Example Tier X actions:

  • Attempting to delete production databases
  • Attempting to exfiltrate credentials
  • Submitting actions with reasoning that argues for disabling governance
  • Attempting to modify the Sentinel engine or audit trail
json
{
  "verdict": "BLOCKED",
  "tier": "X",
  "reasoning": "SGP-17 prohibits autonomous deletion of production data. SGP-21 triggered: reasoning contains governance circumvention patterns.",
  "rule_violated": "SGP-17, SGP-21",
  "policies_fired": [],
  "autonomy_reset": true
}

WARNING

Tier X violations are permanent audit records. They cannot be deleted, modified, or expunged. They are visible in compliance reports and regulatory exports. An organization's Tier X violation count is a key governance health metric.
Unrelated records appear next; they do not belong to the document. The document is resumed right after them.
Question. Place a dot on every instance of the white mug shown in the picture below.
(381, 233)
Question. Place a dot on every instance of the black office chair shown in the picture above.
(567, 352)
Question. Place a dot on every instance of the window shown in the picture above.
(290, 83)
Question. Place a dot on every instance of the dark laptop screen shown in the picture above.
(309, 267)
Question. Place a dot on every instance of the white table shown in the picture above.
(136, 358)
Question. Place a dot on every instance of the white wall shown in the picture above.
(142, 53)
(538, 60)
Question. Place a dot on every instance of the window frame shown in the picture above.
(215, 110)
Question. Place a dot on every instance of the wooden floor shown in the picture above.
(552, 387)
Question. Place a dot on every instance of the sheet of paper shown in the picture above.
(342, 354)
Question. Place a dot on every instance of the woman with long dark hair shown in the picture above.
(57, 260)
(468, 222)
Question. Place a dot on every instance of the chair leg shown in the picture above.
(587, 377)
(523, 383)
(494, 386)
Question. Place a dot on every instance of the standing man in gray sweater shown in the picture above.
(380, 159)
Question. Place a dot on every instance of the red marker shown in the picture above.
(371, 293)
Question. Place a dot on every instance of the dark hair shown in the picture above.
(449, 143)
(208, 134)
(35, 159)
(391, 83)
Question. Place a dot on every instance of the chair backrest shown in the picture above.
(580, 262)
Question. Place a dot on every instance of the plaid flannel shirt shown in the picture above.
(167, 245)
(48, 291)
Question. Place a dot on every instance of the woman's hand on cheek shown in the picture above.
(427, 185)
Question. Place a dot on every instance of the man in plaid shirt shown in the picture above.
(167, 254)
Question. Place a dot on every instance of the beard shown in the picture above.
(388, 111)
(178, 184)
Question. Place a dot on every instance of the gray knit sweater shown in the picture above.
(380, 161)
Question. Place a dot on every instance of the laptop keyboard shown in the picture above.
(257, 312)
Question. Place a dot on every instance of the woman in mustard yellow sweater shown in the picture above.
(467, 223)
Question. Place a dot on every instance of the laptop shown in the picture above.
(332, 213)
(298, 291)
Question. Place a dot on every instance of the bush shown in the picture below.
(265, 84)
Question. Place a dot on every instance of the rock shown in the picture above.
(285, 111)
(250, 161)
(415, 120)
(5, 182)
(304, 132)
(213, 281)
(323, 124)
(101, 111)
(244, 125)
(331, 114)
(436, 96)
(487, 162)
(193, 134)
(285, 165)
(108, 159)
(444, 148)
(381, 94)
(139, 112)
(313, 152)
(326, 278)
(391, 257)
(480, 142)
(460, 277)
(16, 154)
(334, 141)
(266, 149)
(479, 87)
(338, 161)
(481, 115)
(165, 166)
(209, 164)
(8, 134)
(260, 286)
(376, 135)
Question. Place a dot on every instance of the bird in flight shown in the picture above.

Tier Mapping Configuration

Tier mappings define which tier applies to each action type. They are configured per tenant and can be overridden per agent.

Default Tier Mapping

json
{
  "tier_mappings": {
    "log_read": "A",
    "metric_query": "A",
    "status_check": "A",
    "notification_send": "A",
    "code_deploy": "B",
    "config_change": "B",
    "service_restart": "B",
    "data_migration": "B",
    "infra_scale": "B",
    "database_drop": "C",
    "schema_delete": "C",
    "data_purge": "C",
    "credential_rotate": "B",
    "user_permission_change": "B",
    "governance_modify": "X",
    "audit_delete": "X"
  }
}

Environment-Specific Overrides

Tier mappings can be different per environment:

json
{
  "tier_mappings": {
    "code_deploy": {
      "development": "A",
      "staging": "A",
      "production": "B"
    },
    "service_restart": {
      "development": "A",
      "staging": "B",
      "production": "B"
    }
  }
}

Agent Tier Overrides

Individual agents can have their tiers overridden, either escalating or restricting:

json
{
  "agent_id": "agt_new_agent",
  "tier_override": "B",
  "reason": "New agent -- all actions require human review until trust is established"
}

When an agent has a tier_override, all of that agent's actions are classified at the override tier or higher. The override acts as a floor -- if an action would normally be Tier A but the agent has a Tier B override, it becomes Tier B. If an action would normally be Tier C, it stays Tier C (the override does not lower tiers).

Tier Escalation Rules

Tiers can only escalate upward, never downward:

A (least restrictive) --> B --> C --> X (most restrictive)

Multiple factors can escalate a tier within a single evaluation:

FactorEscalation
Low confidence scoresA to B, or B to C
Environment restriction policyA to B, or A to C
Outside change windowA to B
Agent tier overrideA to B (or higher)
CHAM policy violationTo C
SGP violationTo X

If multiple factors apply, the most restrictive result wins.

Tier Distribution Metrics

TheWARDN tracks the distribution of tiers across all governed actions. A healthy governance configuration typically shows:

MetricHealthy RangeConcern
Tier A rate60-80%Too low = overly restrictive, too high = insufficient oversight
Tier B rate15-30%Too low = insufficient review, too high = bottleneck
Tier C rate< 5%High rate = agents consistently hitting policy blocks
Tier X rate< 0.1%Any non-zero rate = investigate immediately

These metrics are available on the governance dashboard and in exported compliance reports.